Chinese state media announced late Tuesday that Mr. Bo was suspended from the party’s 25-member Politburo because of suspected “serious discipline violations.” The Xinhua News Agency said Mr. Bo’s wife, Gu Kailai, had been “transferred to judicial authorities” investigating the “international homicide” of Neil Heywood, a British businessman who died in China in November.
The former party secretary of the Chinese mega-municipality of Chongqing and once China’s minister of commerce, Mr. Bo was a flamboyant and populist politician who had, until recently, been touted as likely to join the top echelons of China’s political ranks in the nine-member Standing Committee. He gained international prominence with his crackdown on corruption and organized crime in Chongqing and was wooed by Canadian business leaders and politicians betting on his rising influence within the Communist Party.

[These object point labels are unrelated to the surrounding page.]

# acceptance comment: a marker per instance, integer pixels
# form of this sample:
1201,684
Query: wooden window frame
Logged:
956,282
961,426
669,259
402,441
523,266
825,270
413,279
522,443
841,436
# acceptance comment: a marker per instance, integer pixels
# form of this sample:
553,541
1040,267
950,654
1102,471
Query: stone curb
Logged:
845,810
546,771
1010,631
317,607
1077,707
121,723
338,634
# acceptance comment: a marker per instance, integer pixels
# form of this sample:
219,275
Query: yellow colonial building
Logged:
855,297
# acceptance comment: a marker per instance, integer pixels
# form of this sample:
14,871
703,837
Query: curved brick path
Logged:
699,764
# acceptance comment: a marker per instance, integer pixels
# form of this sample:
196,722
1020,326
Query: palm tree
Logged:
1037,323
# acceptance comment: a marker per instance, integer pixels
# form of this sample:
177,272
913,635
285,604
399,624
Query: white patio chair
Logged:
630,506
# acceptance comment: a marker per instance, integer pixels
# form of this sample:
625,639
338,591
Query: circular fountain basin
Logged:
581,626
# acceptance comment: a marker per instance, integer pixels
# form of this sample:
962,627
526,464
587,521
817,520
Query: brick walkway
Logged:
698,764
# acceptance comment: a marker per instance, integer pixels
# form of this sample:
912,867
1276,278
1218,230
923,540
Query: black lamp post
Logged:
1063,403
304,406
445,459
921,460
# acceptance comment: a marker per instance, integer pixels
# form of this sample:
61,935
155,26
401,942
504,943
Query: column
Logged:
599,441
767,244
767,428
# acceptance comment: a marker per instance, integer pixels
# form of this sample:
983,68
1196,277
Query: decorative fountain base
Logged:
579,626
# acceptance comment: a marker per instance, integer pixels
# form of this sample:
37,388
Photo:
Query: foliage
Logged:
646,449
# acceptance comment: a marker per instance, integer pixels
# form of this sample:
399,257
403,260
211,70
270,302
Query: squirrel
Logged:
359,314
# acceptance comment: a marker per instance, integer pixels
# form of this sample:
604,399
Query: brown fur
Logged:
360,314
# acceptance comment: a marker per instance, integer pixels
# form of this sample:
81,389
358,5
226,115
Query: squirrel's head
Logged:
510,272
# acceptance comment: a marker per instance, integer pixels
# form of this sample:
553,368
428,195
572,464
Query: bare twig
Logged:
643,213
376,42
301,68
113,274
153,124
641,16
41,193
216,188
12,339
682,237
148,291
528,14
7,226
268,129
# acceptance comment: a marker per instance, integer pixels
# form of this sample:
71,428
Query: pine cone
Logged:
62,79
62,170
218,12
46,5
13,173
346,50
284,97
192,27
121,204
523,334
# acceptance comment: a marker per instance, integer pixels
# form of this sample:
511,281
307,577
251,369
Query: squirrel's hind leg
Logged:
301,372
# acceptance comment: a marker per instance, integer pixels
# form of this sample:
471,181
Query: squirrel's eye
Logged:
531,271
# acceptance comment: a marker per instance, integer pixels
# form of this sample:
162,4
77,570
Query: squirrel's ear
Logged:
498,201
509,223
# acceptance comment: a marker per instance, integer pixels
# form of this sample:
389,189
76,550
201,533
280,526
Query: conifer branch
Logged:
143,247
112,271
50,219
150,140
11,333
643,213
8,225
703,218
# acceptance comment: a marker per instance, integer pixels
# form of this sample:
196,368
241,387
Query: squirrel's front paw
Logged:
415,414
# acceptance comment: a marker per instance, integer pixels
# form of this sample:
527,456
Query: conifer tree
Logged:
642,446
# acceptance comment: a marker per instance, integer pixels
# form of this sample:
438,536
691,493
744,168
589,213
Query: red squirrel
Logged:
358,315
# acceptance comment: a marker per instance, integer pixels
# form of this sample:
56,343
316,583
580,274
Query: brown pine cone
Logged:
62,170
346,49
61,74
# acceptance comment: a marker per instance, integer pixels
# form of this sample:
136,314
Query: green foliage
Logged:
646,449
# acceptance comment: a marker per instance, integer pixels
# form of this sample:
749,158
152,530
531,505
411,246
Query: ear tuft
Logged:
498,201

Prime Minister Stephen Harper visited Mr. Bo in Chongqing in February following in the footsteps of Montreal’s powerful Desmarais family and the Canada China Business Council which had cultivated a relationship with Mr. Bo for more than a decade. Former prime minister Jean Chrétien once called Mr. Bo an “old friend.”
Now the rising political star has been purged in China’s most high-profile political scandal in 20 years, an episode that has rocked the ruling regime and exposed usually furtive party infighting to domestic and international scrutiny.

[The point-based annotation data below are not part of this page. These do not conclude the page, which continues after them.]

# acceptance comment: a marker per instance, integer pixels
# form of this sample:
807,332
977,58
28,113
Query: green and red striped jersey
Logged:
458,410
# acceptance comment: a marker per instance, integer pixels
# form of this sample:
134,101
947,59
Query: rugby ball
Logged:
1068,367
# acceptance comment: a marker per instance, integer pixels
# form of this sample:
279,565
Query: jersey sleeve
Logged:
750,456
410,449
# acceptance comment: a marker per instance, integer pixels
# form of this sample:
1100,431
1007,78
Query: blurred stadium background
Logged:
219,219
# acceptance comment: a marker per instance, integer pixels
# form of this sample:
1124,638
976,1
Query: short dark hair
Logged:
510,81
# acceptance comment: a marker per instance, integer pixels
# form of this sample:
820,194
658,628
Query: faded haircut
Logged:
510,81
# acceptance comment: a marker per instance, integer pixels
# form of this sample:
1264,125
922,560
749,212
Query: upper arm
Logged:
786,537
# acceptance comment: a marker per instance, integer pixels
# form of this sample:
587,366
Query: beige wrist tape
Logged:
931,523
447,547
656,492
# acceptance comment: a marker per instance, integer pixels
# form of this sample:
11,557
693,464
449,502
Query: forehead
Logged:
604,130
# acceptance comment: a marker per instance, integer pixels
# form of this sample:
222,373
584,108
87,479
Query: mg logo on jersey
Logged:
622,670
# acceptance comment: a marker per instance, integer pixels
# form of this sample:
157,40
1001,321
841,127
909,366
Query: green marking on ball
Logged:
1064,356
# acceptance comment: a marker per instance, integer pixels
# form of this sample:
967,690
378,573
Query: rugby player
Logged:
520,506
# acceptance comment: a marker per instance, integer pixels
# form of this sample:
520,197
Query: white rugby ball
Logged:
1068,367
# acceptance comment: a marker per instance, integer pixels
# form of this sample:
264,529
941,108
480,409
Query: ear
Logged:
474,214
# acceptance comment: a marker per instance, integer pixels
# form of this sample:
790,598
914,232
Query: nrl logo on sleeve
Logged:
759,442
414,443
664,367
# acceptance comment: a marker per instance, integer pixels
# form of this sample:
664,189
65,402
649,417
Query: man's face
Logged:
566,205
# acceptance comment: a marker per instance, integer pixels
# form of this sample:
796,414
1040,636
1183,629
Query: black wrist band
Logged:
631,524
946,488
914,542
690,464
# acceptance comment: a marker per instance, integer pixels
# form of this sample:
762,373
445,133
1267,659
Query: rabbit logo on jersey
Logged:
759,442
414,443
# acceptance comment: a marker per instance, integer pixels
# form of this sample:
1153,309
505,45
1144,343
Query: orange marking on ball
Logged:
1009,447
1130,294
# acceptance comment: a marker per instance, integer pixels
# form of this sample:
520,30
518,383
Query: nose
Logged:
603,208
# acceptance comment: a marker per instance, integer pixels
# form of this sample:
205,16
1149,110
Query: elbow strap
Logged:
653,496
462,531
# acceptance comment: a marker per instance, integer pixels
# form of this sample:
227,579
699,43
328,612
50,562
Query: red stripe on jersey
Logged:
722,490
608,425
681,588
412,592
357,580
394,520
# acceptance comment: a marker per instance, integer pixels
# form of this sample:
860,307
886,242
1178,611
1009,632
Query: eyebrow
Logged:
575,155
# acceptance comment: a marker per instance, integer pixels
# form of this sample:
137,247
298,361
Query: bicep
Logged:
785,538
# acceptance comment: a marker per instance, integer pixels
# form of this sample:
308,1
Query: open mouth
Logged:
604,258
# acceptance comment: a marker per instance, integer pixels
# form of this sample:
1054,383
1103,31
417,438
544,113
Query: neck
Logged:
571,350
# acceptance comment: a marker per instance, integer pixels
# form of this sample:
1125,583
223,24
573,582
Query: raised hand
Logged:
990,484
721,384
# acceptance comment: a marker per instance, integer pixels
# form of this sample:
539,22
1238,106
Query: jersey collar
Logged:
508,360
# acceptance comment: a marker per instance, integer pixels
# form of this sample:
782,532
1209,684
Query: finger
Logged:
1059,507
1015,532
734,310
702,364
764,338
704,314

“It is a shock to the system and damaging to the prestige of the Party. But it is not a fatal blow, they will recover,” said Gordon Houlden, director of the China Institute at the University of Alberta and a former Canadian diplomat who has met Mr. Bo.
The scandal comes at a particularly politically sensitive moment for China. Later this year, the country will undergo a once-in-a-decade transition of power as president Hu Jintao steps aside and the Standing Committee is reshaped with new members. Mr. Bo, known for promoting Mao-era songs and slogans in Chongqing, had openly campaigned for a spot on the Standing Committee. At the same time, he often highlighted the growing wealth gap between rich and poor in China and criticized government policies including the gradual move toward a more market-based economy promoted by President Hu and Premier Wen Jiabao.

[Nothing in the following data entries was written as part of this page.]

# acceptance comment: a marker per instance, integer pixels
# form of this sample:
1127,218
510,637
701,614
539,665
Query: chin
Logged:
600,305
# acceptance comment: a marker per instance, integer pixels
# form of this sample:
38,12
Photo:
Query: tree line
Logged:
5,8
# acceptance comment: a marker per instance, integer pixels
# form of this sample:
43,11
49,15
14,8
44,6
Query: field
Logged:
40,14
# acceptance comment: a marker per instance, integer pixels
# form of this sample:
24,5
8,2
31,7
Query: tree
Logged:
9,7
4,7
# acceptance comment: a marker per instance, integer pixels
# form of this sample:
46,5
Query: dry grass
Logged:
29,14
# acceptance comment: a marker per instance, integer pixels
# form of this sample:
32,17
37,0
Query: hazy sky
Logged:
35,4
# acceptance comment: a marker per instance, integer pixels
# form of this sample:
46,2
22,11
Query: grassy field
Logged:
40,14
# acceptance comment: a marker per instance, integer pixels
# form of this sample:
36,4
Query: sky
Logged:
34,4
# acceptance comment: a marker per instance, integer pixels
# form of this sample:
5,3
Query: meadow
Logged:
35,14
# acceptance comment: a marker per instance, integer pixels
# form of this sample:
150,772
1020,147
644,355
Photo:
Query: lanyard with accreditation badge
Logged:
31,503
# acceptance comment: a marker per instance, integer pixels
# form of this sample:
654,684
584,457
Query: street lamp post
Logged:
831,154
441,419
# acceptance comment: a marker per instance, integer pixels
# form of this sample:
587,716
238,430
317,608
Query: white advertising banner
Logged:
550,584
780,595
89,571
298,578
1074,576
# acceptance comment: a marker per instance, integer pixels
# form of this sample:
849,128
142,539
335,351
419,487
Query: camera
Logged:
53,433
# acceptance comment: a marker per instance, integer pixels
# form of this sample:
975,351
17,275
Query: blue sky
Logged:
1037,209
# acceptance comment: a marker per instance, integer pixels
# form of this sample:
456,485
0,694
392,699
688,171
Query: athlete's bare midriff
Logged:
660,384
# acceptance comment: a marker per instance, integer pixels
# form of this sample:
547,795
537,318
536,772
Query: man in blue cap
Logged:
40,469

“I don’t think it puts into jeopardy the fundamental transition that is going to happen later this year. [Mr. Bo]was not quite at the apex, he was one tier down, so it is manageable. But it is still a great embarrassment and they’ll want to put it behind them as quickly as possible. Yet they won’t be able to because of the size of his reputation and the seriousness of the charges against his wife,” Mr. Houlden said.
Mr. Bo was removed from his post as Chongqing party boss in March. That followed a bizarre incident in February when Wang Lijun, the top police official in Chongqing and Mr. Bo’s right-hand man, sought refuge at the American consulate in Chengdu.
During his stay, Mr. Wang reportedly told American officials that Mr. Heywood, whose death had previously been ruled a result of alcohol poisoning, had been murdered. Xinhua, the Chinese state news agency, reported that Mr. Heywood had been on “good terms” with Mr. Bo’s wife and his son until there was a “financial dispute.”
Xinhua said Tuesday that Ms. Gu and an “orderly” at the Bo's home named Zhang Xiaojun are now “highly suspected” in the murder case.
The downfall of Mr. Bo is sure to heighten the focus on the dominant group in China’s rising political class known as “princelings” whose fathers were also Party officials. Mr. Bo’s father, Bo Yibo, was a key figure in the 1949 Communist Revolution.
“The princelings are under greater scrutiny now,” said Pitman Potter, a law professor at the University of British Columbia and a senior fellow at the Asia Pacific Foundation of Canada. “That challenges a whole host of political leadership, legitimacy and structural issues in terms of the historical and political culture of the leadership in China. That’s going to make for some unsettling conversations.”
Prof. Potter said the Bo scandal is also likely to intensify the debate in China between the need for more market-based economic policy and reforms aimed at improving the greater public good and creating a more equitable distribution of wealth.